Perhaps to a SEPTA rider, it would seem strange to have well-maintained, fabric seats in the subway trains, given the amount of liquids and organic particles that find their way in. But riders of the London Underground, or “Tube” as it’s colloquially known, appear to have great self-control. As a regular user of the Broad Street and Market-Frankford subway lines, the Piccadilly and Central lines are a welcomed vacation.
Trains, or stock, are either tube stock or rolling stock, depending on the line. Either way, I can take one of the aforementioned seats that line the sides of the “carriage,” or take a pole. Being 5 feet 4 inches, I fit nicely inside Tube carriages. But it’s the width that strikes you first. Stock carriages, which are replacing the older models, measure about 9 feet 6 inches across, and about 9 feet 5 inches tall. It sounds reasonable, until you consider that SEPTA cars are 13 feet tall.
And whichever way I face, no one will make eye contact with me. It was made painfully clear to us upon arrival in London that the English do not talk, eat or indeed look at each other on the tube. Oh, no! The subway is a place for reading and staring pensively out the window. The only voices heard in the carriages are those of foreigners — unwitting American tourists, for example.
It’s not as if there’s much time to talk on the tube, anyway. The 20.5 mph at which Central London trains move from station to station, regardless of the time of day, is impressive. Meanwhile, the Victoria line reaches 50 mph and the Metropolitan line reaches more than 60 mph. Aside from Philadelphia, I have ridden subways in Washington, DC, Paris, Montreal, Chicago, Madrid, Barcelona, Boston and, of course, New York City. Each one pales in comparison to the Tube, either in convenience, user-friendliness or sheer cleanliness.
The Tube employs men and women called “fluffers,” who, contrary to their dubious title, are charged with cleaning the rails of dust, trash, human hair and even skin cells every night to prevent accident or fire.
Those incidents must only happen on the infamous Northern line, because the Circle and District lines, which Temple students have thus far been mostly using, have been clear and problem free. I’ve lost count of how many times I’ve heard Londoners refer to the Northern line as the “Misery” line or the “Suicide” line. Maybe it has something to do with the line’s route through the most southern Underground station at Morden and the deepest point at Hampstead? Even having the longest escalator in Western Europe doesn’t seem to help Northern line passengers to get from the suburbs to Central London any faster.

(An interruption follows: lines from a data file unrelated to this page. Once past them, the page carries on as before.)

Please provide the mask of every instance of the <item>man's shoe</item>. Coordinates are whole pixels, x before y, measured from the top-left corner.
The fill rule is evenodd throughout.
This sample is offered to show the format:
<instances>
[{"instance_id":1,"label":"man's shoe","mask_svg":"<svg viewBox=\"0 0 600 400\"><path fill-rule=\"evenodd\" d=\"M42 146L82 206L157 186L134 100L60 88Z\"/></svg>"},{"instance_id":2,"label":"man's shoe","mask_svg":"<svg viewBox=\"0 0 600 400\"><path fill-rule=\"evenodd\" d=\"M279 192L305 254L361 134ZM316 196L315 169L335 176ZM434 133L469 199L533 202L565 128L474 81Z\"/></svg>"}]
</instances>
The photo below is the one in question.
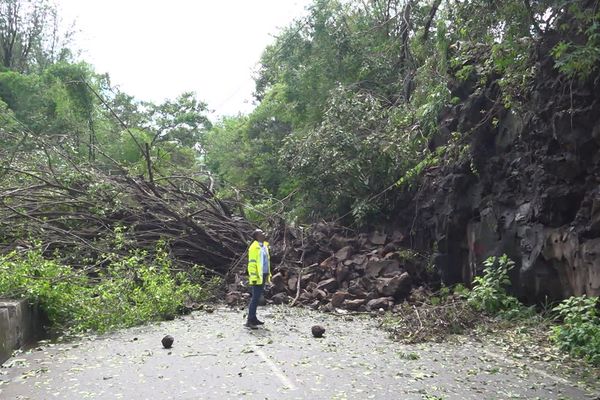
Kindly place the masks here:
<instances>
[{"instance_id":1,"label":"man's shoe","mask_svg":"<svg viewBox=\"0 0 600 400\"><path fill-rule=\"evenodd\" d=\"M252 321L252 323L253 323L254 325L264 325L264 324L265 324L264 322L262 322L262 321L259 321L259 320L258 320L258 318L256 318L255 320L253 320L253 321Z\"/></svg>"},{"instance_id":2,"label":"man's shoe","mask_svg":"<svg viewBox=\"0 0 600 400\"><path fill-rule=\"evenodd\" d=\"M258 326L254 322L247 321L244 326L249 329L258 329Z\"/></svg>"}]
</instances>

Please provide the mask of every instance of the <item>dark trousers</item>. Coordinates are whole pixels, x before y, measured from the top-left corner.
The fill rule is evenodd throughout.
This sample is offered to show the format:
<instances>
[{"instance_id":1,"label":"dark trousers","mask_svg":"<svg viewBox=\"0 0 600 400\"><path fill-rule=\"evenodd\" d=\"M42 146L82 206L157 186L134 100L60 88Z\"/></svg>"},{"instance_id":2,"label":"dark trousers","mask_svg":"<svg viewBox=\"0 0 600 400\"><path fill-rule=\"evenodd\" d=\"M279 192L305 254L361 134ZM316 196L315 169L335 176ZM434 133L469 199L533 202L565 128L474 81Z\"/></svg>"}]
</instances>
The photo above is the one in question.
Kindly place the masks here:
<instances>
[{"instance_id":1,"label":"dark trousers","mask_svg":"<svg viewBox=\"0 0 600 400\"><path fill-rule=\"evenodd\" d=\"M265 282L267 281L267 274L263 275L263 284L250 286L252 290L252 298L250 299L250 305L248 306L248 321L252 322L256 320L256 309L258 308L258 301L265 291Z\"/></svg>"}]
</instances>

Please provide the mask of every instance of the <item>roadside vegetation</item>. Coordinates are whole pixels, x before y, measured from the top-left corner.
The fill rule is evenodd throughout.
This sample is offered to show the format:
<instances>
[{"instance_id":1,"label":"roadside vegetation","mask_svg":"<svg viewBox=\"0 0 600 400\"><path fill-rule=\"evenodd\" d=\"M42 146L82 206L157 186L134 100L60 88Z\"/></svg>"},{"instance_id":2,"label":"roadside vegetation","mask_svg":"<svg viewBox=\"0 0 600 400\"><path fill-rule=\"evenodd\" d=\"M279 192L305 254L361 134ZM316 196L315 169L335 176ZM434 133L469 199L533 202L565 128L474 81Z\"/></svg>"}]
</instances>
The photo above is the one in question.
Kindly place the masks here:
<instances>
[{"instance_id":1,"label":"roadside vegetation","mask_svg":"<svg viewBox=\"0 0 600 400\"><path fill-rule=\"evenodd\" d=\"M90 275L39 248L0 256L0 293L26 298L40 307L55 332L106 332L150 321L169 320L209 300L219 278L200 267L177 271L164 249L146 254L107 254L105 266Z\"/></svg>"},{"instance_id":2,"label":"roadside vegetation","mask_svg":"<svg viewBox=\"0 0 600 400\"><path fill-rule=\"evenodd\" d=\"M472 289L443 287L383 320L393 338L406 343L441 341L450 335L490 334L503 346L539 360L556 359L555 349L600 367L598 297L570 297L557 304L525 306L510 294L506 255L490 257ZM527 347L530 347L527 350ZM537 352L538 354L533 354Z\"/></svg>"}]
</instances>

And after 149 years, you’d expect the system to be perfected by now. The first subterranean railway, the Metropolitan Railway as it was then called, stretched about four miles. Today it lies about 250 miles, serving 1.1 billion riders a year.
One of my favorite quirks about the Tube is its iconic red and blue logo and ubiquitous Gill Sans typeface. Created in 1933 by Harry Beck, the Tube’s map is meant to resemble a circuit board, color-coded and clearly organized in an asymmetrical labyrinth, which sounds like a contradiction but is actually right on.
London was sans serif before sans serif, if you like. Gill Sans was everywhere between the World Wars, and still is to this day. Crisp, sharp and to-the-point — just like the English.
My second favorite feature is the Oyster card. I worship at the altar of the Oyster, I assume aptly named because with it, the “world is your…” Students were given an Oyster card, good for zones one and two of the Tube, as part of our study abroad program fee. Buy one, add money to it online, and you never have to wait in line to buy subway tickets again. An Oyster card is to the Tube what cigarettes are to an inmate or a hair straightener to a sorority sister: currency.
Word to the wise, if you have heavy belongings or some kind of mobile disability, the Tube is not recommended. If you don’t care about that sort of thing, bully for you, because escalators are few and far between in stations, and elevators even more so. Why this hasn’t been changed I don’t know, but I knew from my previous trip to London not to use the Tube from Heathrow Airport to our lodgings.
Walkways and tunnels on the Underground retain narrow pre-war dimensions in many places, so the less bulk you’re carrying the better.
Plus, I haven’t seen one rodent underground all week. Very few buskers and evangelicals seem to ride on the trains as well. Though now that I’ve said it, you can be sure I’ll be taking the bus all next week.
A point of pride the Tube is for London, one of many in the world of transport. If anything were to happen to it, as may happen since a workers strike is due any day now, I think the city would enter a second Dark Age. Although, you may not know it because no one in the carriage would tell you.